Über drei Wochen sind vergangen, seit der Priester in meinem Hause starb, und ich ihn auf dem Moor beerdigte. Welche wunderbaren Ereignisse haben sich seitdem zugetragen und in welch einer wunderbaren neuen Welt! Des Deemsters schreckliches Ende, und mein Gang zu meinem Vater, dem Bischof, im Auftrage des Priesters. Ich werde aber nicht lange genug leben, um es alles niederschreiben zu können. Es ist auch nicht nötig, denn diejenige, für die ich diese Zeilen schreibe, weiß alles, was sich zugetragen hat. Alles weiß sie, nur eines nicht. Wenn aber diese Aufzeichnungen in ihre Hände gelangen, wird sie auch das erfahren.

Gottes ewige Gnade sei mit ihr! Ich habe sie nicht gesehen. Den Deemster habe ich gesehen, mit dem Bischof habe ich gesprochen, und ein lebendiges Abbild unseres Ewans, seine leibliche Tochter, habe ich auf meinen Knien gehalten. Aber nicht einmal während dieser vielen Tage haben meine Augen das Angesicht gesehen, das mir das teuerste auf der ganzen Welt ist. Es ist auch besser so. Ich habe sie gemieden. Wo sie sich befand, habe ich mich fern gehalten. Und doch während aller dieser schweren Jahre hat allein ihr Bild mir im Herzen gelebt. Tag und Nacht hat es mich nicht verlassen. O, Mona, Mona, meine Mona, getrennt für immer sind unsere Pfade in dieser traurigen Welt, in der mein befleckter Name dir stets ein Vorwurf sein muß. Meine Geliebte, meine verlorene Geliebte, gleich einem Manne hat es mich verlangt, dich an meiner Brust zu halten. Ich aber war tot für dich, und ich wollte mit keiner irdischen Liebe, die kurz sein und dich vielleicht nicht beglücken würde, mich, dessen Bild der Tod von seinen Flecken gereinigt hatte, in deine Erinnerung drängen.
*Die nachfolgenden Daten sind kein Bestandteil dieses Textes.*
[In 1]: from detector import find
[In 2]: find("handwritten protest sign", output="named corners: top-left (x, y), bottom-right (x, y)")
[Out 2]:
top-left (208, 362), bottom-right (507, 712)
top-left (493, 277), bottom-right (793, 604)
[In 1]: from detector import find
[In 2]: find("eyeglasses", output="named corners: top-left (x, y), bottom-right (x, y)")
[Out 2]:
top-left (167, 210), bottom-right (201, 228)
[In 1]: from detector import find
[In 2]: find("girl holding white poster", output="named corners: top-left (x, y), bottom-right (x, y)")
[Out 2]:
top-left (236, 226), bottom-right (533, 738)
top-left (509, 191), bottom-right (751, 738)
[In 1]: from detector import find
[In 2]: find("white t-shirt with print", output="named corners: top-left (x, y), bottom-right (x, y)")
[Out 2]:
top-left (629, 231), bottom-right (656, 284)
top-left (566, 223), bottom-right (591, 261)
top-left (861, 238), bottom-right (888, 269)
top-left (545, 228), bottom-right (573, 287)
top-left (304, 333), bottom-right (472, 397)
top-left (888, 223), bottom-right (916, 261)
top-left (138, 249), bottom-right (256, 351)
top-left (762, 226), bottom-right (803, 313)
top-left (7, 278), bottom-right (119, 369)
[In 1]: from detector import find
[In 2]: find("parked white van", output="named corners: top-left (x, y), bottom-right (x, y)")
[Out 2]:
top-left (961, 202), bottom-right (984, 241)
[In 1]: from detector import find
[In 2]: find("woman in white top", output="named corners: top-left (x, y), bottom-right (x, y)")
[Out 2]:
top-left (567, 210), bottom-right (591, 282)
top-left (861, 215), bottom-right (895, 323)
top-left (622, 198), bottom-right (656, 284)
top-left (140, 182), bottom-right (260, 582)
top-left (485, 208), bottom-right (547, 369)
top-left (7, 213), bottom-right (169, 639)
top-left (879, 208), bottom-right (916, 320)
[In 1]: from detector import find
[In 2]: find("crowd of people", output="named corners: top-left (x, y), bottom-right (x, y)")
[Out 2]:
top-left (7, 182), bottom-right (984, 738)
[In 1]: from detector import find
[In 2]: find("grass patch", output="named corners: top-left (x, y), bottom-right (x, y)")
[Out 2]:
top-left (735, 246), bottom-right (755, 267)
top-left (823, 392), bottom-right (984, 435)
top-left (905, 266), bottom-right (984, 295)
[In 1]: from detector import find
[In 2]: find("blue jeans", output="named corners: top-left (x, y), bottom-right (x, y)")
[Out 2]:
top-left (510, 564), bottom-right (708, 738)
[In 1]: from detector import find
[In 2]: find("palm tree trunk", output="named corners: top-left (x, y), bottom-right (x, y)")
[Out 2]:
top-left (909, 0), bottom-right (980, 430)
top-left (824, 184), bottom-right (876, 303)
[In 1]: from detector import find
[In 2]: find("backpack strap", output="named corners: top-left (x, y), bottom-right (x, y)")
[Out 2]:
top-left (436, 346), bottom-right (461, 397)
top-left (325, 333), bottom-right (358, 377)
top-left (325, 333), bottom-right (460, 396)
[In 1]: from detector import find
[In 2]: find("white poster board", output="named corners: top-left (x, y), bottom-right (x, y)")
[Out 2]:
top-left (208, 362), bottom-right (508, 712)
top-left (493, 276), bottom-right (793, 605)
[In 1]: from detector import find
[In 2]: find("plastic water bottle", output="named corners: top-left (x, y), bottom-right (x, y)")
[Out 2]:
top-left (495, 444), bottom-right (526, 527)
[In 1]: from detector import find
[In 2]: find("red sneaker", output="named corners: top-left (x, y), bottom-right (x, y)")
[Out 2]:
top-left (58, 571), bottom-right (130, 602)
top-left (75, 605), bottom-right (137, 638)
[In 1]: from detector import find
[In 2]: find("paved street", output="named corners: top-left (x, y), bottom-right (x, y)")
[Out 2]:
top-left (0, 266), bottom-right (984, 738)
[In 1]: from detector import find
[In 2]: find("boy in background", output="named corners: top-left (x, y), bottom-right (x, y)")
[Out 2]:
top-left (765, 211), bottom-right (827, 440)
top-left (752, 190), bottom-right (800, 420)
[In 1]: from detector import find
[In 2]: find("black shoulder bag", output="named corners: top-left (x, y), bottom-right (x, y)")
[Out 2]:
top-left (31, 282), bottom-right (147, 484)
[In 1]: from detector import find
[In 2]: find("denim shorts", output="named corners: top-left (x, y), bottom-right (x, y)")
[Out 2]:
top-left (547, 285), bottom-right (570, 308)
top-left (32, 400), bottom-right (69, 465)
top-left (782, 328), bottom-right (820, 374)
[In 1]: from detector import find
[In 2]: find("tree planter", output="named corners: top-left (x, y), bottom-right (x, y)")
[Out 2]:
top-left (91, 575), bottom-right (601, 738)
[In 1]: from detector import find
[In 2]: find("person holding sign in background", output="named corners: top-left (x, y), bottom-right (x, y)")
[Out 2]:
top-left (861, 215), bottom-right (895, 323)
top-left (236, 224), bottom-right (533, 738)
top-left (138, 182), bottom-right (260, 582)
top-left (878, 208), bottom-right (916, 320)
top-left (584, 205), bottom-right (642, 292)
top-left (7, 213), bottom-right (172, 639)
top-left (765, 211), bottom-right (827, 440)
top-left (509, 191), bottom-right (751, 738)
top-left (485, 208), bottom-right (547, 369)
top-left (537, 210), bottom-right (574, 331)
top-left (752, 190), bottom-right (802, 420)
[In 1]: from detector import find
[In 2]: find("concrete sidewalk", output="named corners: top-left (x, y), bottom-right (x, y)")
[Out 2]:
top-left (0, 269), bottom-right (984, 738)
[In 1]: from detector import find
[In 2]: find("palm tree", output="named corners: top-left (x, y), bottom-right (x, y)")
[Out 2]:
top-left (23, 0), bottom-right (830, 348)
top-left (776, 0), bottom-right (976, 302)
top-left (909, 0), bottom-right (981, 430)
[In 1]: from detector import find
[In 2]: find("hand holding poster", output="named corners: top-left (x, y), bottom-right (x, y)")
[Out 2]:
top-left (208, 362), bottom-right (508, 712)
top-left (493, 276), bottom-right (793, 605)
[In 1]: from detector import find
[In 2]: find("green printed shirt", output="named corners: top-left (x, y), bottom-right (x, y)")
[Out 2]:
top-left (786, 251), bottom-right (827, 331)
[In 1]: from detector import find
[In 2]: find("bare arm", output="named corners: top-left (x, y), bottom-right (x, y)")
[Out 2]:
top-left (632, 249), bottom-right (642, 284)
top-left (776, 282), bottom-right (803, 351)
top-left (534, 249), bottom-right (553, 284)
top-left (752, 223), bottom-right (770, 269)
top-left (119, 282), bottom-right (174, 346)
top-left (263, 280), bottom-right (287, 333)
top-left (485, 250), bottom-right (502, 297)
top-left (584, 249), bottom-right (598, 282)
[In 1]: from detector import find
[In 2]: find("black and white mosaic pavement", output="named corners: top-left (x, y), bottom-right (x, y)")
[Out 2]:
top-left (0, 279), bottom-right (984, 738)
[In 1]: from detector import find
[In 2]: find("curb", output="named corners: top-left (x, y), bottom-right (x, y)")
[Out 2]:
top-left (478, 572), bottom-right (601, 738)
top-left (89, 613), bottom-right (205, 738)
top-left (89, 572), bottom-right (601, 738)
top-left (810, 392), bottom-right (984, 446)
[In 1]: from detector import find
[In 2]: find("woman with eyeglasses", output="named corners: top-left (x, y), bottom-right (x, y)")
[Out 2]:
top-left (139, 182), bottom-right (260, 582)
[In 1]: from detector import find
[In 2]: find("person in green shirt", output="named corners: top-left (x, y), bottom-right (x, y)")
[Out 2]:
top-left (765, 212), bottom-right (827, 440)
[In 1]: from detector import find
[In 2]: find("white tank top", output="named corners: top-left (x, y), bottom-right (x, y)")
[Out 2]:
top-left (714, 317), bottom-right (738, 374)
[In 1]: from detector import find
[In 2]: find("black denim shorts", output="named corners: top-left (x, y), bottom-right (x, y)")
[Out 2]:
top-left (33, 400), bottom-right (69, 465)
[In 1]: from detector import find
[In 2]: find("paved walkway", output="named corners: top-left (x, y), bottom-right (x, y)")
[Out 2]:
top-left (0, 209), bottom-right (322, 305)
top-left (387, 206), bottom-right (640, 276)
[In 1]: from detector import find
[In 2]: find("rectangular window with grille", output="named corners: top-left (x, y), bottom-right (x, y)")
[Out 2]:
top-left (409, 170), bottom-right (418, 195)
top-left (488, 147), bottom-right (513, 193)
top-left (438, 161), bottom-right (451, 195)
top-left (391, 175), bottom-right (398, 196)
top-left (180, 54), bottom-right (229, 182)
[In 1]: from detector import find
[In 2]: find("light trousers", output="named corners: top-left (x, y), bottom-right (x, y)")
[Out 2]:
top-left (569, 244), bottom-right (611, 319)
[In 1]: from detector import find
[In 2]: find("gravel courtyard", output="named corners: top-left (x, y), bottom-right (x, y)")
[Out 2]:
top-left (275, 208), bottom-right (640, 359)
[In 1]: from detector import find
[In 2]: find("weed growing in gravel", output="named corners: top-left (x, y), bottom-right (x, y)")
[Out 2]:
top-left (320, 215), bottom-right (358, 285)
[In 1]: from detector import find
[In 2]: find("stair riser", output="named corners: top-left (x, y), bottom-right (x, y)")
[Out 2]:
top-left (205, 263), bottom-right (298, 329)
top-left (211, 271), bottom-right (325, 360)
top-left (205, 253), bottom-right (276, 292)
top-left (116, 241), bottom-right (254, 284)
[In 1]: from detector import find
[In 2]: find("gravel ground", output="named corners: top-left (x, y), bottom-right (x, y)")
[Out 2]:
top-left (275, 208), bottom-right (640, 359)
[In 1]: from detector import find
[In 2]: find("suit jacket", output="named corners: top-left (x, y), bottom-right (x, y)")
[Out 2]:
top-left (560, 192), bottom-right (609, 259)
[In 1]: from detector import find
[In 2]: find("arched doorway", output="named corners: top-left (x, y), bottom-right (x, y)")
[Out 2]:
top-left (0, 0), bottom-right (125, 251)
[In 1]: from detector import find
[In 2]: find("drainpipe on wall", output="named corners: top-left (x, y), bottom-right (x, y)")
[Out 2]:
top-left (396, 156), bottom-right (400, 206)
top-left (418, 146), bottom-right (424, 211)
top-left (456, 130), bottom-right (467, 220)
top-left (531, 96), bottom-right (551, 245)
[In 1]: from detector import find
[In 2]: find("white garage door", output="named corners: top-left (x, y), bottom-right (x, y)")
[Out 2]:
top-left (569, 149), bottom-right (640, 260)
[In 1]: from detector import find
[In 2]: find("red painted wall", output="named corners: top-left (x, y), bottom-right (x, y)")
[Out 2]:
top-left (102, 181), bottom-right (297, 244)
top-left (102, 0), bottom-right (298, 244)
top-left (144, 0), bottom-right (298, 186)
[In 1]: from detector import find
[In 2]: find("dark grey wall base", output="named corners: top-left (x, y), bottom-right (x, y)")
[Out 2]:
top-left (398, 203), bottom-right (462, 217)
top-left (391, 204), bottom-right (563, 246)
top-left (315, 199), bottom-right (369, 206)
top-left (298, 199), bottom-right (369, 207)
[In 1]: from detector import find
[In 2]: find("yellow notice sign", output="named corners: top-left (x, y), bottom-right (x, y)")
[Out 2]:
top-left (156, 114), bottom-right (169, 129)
Lebewohl, lebewohl, meine Geliebte, meine einzige Mona, und wenn auch unsere Hände sich nie wieder ineinander legen werden, so weiß ich doch, daß du mir, ob auch ungesehen, nahe sein wirst, wenn – o, wie bald – die Stunde, da der Tod uns scheidet, kommen wird.

Meine Lebenskraft ist am Ende. Ich bin von der Krankheit befallen – vom Deemster bin ich angesteckt worden. Ich fürchte jedoch den Tod nicht mehr. Dennoch aber zögere ich, das auszuführen, was ich beim Nahen des Endes auszuführen mir lange vorgenommen habe. »Morgen,« und »morgen« und »morgen,« sage ich zu mir selber, und noch immer bin ich hier.